Dia desses, nas redes sociais, mais especificamente no Instagram, pude assistir a um vídeo de uma bela moça pernambucana, deitada em uma rede, iniciando assim a sua boa, inteligente, irônica e agradável fala: “Deve ser difícil a pessoa nascer e não ser nordestino...”. E ela prossegue o texto enaltecendo o Nordeste, com destaque para a cultura, a gastronomia, aos comportamentos, aos linguajares e às belezas e prazeres do patrimônio natural dessa terra. Ao mesmo tempo, fui tomado por dois sentimentos distintos: orgulho, por ter sido abraçado e bem acolhido pelo povo paraibano; e frustração por não ter a benesse de ter nascido na Paraíba.
A frustração logo evaporou-se... Porque veio as lembranças do privilégio de ser filho de um paraibano de Alagoa Grande, que migrou para o Sul de Minas Gerais, mas que carregou na alma costumes e atitudes da sua grande pequenina Paraíba. Quando menino, sentia-me com vantagem em relação aos meus amigos do bairro. Não havia uma outra casa da minha rua ou das redondezas que tinha uma fogueira de São João para chamar de sua. Achavam estranho, mas apareciam pra ver aquele costume importado de terras nordestinas pelo meu pai, que também expunha lanternas coloridas dos santos juninos e soltava um ou dois balões.... Tudo confeccionado por ele.
Isso sem falar no Natal, quando a única residência com lapinha era a nossa. E mais: ninguém comia – e nem sabia o que era – um cuscuz... Na minha casa, pelo menos uma vez por mês, o meu pai cumpria o ritual: ralava o milho, preparava a massa colocada em um prato de louça emborcado, embalado por um pano de prato... E ficávamos ali, em torno do fogão, esperando aquele cuscuz cozido ao vapor de uma caçarola... Nessa época, não se via uma cuscuzeira no comércio de Três Corações, minha terra natal. Por essas e outras regalias de que só um filho de paraibano poderia ter, eu me sentia “superior” aos meus colegas de infância, que não tiveram a sorte de um lar com ares de Paraíba, encravado em pleno território mineiro.

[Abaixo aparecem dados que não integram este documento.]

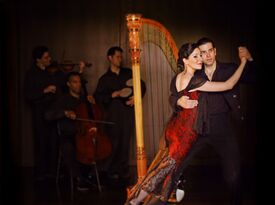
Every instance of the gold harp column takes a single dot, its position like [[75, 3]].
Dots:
[[134, 24]]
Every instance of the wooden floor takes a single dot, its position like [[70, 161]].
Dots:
[[204, 186]]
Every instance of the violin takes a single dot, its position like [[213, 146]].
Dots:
[[64, 66]]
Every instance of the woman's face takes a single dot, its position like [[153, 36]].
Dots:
[[194, 60]]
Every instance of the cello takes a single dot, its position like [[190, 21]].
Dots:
[[92, 144]]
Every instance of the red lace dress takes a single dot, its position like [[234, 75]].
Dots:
[[180, 136]]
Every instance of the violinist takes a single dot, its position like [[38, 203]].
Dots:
[[41, 89], [109, 94], [63, 111]]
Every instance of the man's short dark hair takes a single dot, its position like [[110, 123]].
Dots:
[[72, 74], [205, 40], [38, 52], [111, 51]]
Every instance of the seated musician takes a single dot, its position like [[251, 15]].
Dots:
[[63, 111], [110, 94]]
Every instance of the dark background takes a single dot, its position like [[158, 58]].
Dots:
[[85, 29]]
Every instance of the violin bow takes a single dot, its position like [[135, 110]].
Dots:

Nasci e cresci cercado pelas montanhas de Minas, mas embalado ao som dos inúmeros LPs e compactos de Luiz Gonzaga, de Jackson do Pandeiro, da sanfona de Geraldo Correia, dos oito baixos de Zé Calixto, dos inúmeros repentistas e emboladores de cocos escolhidos a dedo por meu pai. O toca-discos dele, aos sábados e domingos, ficava vedado aos discos de Roberto Carlos, Odair José e de Tim Maia do meu irmão, e aos compactos de Jerry Adriani, Wanderley Cardoso e Ronnie Von das minhas irmãs. O som nordestino era a palavra de ordem.

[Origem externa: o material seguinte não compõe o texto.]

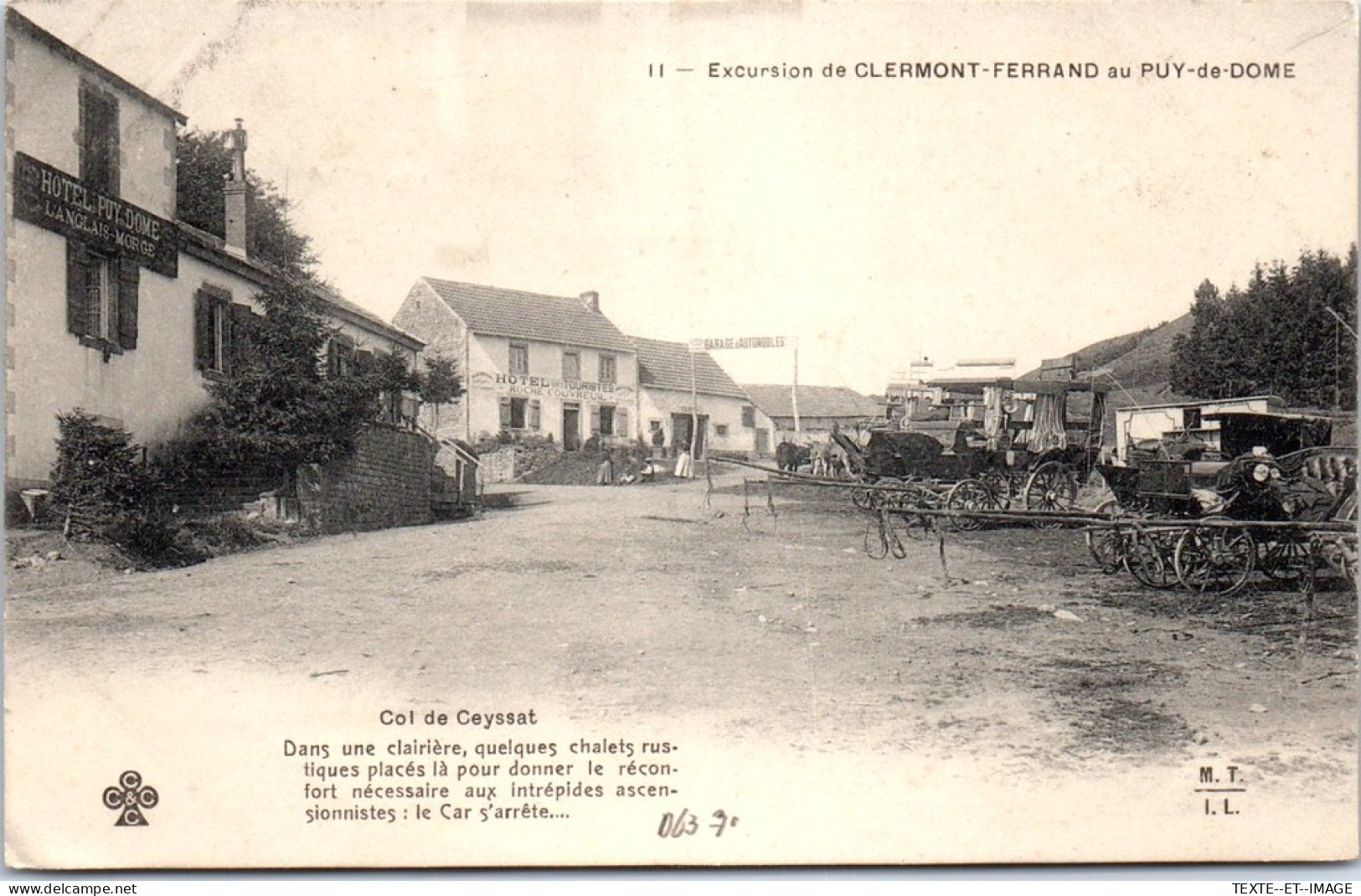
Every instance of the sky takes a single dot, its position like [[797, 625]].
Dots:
[[869, 219]]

Só vim conhecer a Paraíba em 1977, quando já tinha 11 anos de idade. Naquelas férias, descobri uma Paraíba que eu já conhecia de berço mineiro. Pude comprovar tudo aquilo que meu pai ilustrava sobre sua terra natal. E quando fixei residência definitiva por aqui, em dezembro de 1988, já me sentia em casa. Melhor ainda: das minhas três ex-mulheres, duas são paraibanas – uma de Sapé e a outra de Itabaiana. Meus seis filhos (três homens e três mulheres) são paraibanos: quatro de João Pessoa e dois de Santa Rita. E pra fechar o firo, além de cinco netos paraibanos (sendo uma menina), no início dos anos de 2010 fui honrosamente agraciado com o Título de Cidadão Pessoense, gentilmente me outorgado pelo vereador Durval Ferreira (hoje no PL). O que eu quero mais? Não abandonei Minas Gerais. Continuo orgulhoso por ser mineiro de Três Corações. Minas não morreu em mim. Todavia, hoje a Paraíba é meu amor, a minha vida.
Tem uma frase que diz assim: “A gente sai de Minas, mas Minas não sai da gente”. E agora eu forjo outra: “Oh, Paraíba, quem te conhece não a deixa jamais!”.